Academy & Industry Research Collaboration Center (AIRCC)

Volume 13, Number 02, January 2023

A Novel System for Regional Twitter Hate Speech Analysis and Detection using Deep Learning Models and Web Scraping

  Authors

Nicole Ma1, Yu Sun2, 1Sage Hill School, USA, 2California State Polytechnic University, USA

  Abstract

Instances of hate speech on popular social media platforms such as Twitter are becoming increasingly common and intense. However, there still exists a lack of comprehensive deeplearning models to combat Twitter hate speech. In this project, a comprehensive detection and reporting platform, entitled “TweetWatch,” was created to solve this issue. A binary classification CNN (Convolutional Neural Network) and a multi-class CNN were created to detect hate speech from real-time Twitter data and classify tweets with hate speech into five categories.
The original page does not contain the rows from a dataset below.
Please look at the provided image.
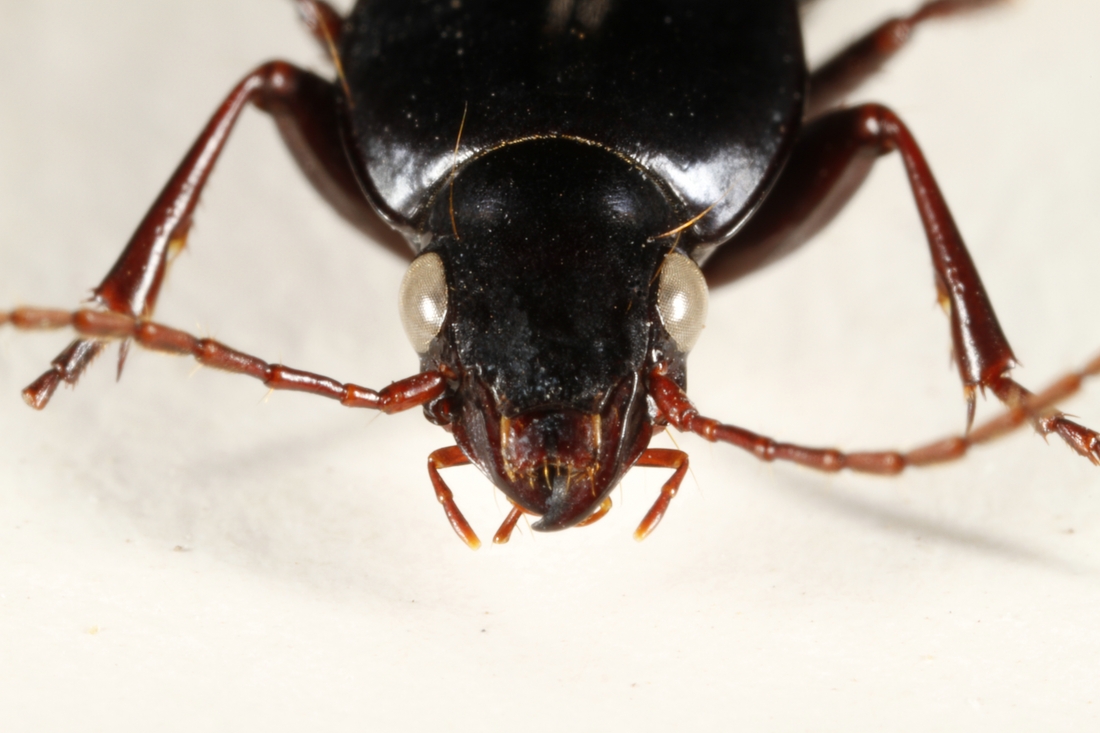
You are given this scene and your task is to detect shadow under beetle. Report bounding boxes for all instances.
[4,0,1099,548]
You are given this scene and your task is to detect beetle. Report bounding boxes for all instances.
[3,0,1098,549]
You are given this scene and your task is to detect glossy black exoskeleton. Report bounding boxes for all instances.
[6,0,1099,548]
[339,1,802,538]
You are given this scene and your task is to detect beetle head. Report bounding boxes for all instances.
[404,139,705,533]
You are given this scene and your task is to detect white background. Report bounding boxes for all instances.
[2,0,1099,730]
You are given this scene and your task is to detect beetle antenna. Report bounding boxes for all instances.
[449,102,469,240]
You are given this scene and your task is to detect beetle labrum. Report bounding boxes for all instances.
[4,0,1098,549]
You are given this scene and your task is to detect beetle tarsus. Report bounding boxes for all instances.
[1047,418,1100,466]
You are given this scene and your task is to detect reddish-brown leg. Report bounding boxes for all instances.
[702,104,880,287]
[94,61,366,324]
[264,64,411,262]
[427,446,480,550]
[33,59,410,409]
[650,358,1100,476]
[708,0,1007,283]
[633,449,689,541]
[284,2,411,258]
[807,0,1007,119]
[708,104,1055,431]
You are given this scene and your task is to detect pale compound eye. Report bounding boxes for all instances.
[399,252,449,354]
[656,252,708,353]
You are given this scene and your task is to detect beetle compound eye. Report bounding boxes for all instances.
[657,252,708,353]
[399,253,448,353]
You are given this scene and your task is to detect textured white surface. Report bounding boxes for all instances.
[1,1,1099,730]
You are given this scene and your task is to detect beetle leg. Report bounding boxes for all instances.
[806,0,1007,119]
[650,358,1100,476]
[427,446,481,550]
[261,64,411,261]
[94,62,347,323]
[708,107,996,410]
[4,307,445,413]
[704,104,1100,460]
[703,105,879,287]
[27,61,408,408]
[632,449,690,541]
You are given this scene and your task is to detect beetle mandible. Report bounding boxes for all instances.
[4,0,1098,548]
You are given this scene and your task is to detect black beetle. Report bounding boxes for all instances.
[4,0,1098,548]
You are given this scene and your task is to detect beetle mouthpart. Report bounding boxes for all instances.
[536,460,600,525]
[498,410,613,531]
[450,375,649,536]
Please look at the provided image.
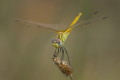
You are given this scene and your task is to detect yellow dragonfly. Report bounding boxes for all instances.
[16,11,107,80]
[16,12,107,66]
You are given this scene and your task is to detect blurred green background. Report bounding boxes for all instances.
[0,0,120,80]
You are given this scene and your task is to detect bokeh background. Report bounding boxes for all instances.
[0,0,120,80]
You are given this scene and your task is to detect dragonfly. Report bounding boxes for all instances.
[16,11,107,80]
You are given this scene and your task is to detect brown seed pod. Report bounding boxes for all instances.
[52,57,73,77]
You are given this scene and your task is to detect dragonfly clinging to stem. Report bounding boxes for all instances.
[16,11,107,80]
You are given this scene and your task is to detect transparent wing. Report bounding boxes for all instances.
[73,16,108,30]
[16,18,68,32]
[15,10,106,32]
[72,10,108,29]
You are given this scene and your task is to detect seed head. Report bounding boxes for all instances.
[52,57,73,77]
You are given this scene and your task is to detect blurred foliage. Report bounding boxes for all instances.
[0,0,120,80]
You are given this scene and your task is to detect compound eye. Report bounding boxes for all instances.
[53,41,56,43]
[52,39,56,43]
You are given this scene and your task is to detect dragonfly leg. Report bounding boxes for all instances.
[54,48,60,57]
[56,48,60,57]
[53,48,57,57]
[62,46,71,65]
[61,47,64,60]
[70,76,73,80]
[59,47,62,57]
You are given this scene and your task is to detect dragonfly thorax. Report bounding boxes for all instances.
[52,39,63,48]
[57,32,70,43]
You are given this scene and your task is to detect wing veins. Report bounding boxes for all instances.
[16,18,68,32]
[73,16,108,30]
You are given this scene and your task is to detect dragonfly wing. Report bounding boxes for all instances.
[73,16,108,29]
[16,18,68,32]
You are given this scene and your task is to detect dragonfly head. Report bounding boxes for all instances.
[52,39,63,48]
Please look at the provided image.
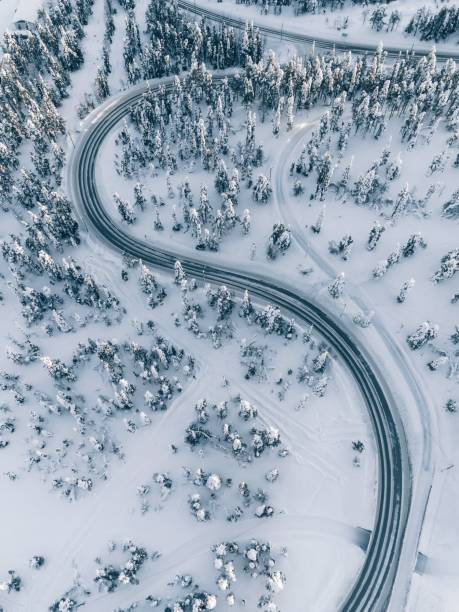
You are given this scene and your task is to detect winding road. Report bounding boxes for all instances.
[177,0,459,62]
[68,71,412,611]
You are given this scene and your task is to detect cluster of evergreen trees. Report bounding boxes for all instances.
[115,61,262,250]
[0,0,94,208]
[138,42,458,146]
[0,230,124,327]
[117,34,459,256]
[367,5,401,32]
[0,0,95,355]
[405,5,459,42]
[210,539,285,609]
[94,540,152,592]
[19,320,195,500]
[234,0,389,15]
[290,44,458,209]
[120,0,263,85]
[0,1,120,336]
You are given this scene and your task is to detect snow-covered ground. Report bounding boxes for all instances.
[0,0,18,33]
[0,2,377,609]
[0,220,377,609]
[275,105,459,612]
[0,0,42,38]
[96,24,459,612]
[188,0,459,55]
[1,0,459,609]
[0,0,20,36]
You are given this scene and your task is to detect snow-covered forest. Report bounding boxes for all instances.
[0,0,458,610]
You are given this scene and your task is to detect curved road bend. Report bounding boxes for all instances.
[68,75,411,611]
[177,0,459,62]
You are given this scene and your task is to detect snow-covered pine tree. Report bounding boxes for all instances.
[367,221,385,251]
[397,279,415,303]
[406,322,439,350]
[328,273,345,299]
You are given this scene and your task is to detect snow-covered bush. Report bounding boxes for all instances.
[432,249,459,283]
[0,570,22,593]
[94,541,152,592]
[328,273,345,299]
[406,322,439,350]
[266,223,291,260]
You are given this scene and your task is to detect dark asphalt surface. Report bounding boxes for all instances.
[68,73,411,611]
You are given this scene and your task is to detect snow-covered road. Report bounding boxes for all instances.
[66,71,412,612]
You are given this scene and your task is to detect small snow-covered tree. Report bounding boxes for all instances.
[312,350,329,374]
[367,221,385,251]
[402,233,427,258]
[216,286,234,321]
[328,273,345,299]
[139,262,166,308]
[215,159,229,194]
[133,183,146,211]
[406,322,439,350]
[241,209,251,235]
[266,223,291,260]
[432,249,459,283]
[329,234,354,260]
[95,66,110,101]
[239,290,254,320]
[198,184,213,224]
[397,279,415,303]
[311,205,325,234]
[314,151,334,201]
[442,189,459,219]
[41,356,76,383]
[353,310,374,329]
[114,193,136,224]
[174,260,186,285]
[252,174,272,204]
The binary classification model has an AUC score of 98.95% and an F1 score of 97.88%. The multi-class classification model has an AUC score of 89.46%. All metrics reached over a targeted 5% increase from previous models in multiple papers, validating the proposed solution. Additionally, the only real-time choropleth map for hate speech in the United States was successfully created.

  Keywords

Web scraping, Natural language processing, Deep learning, Neural networks.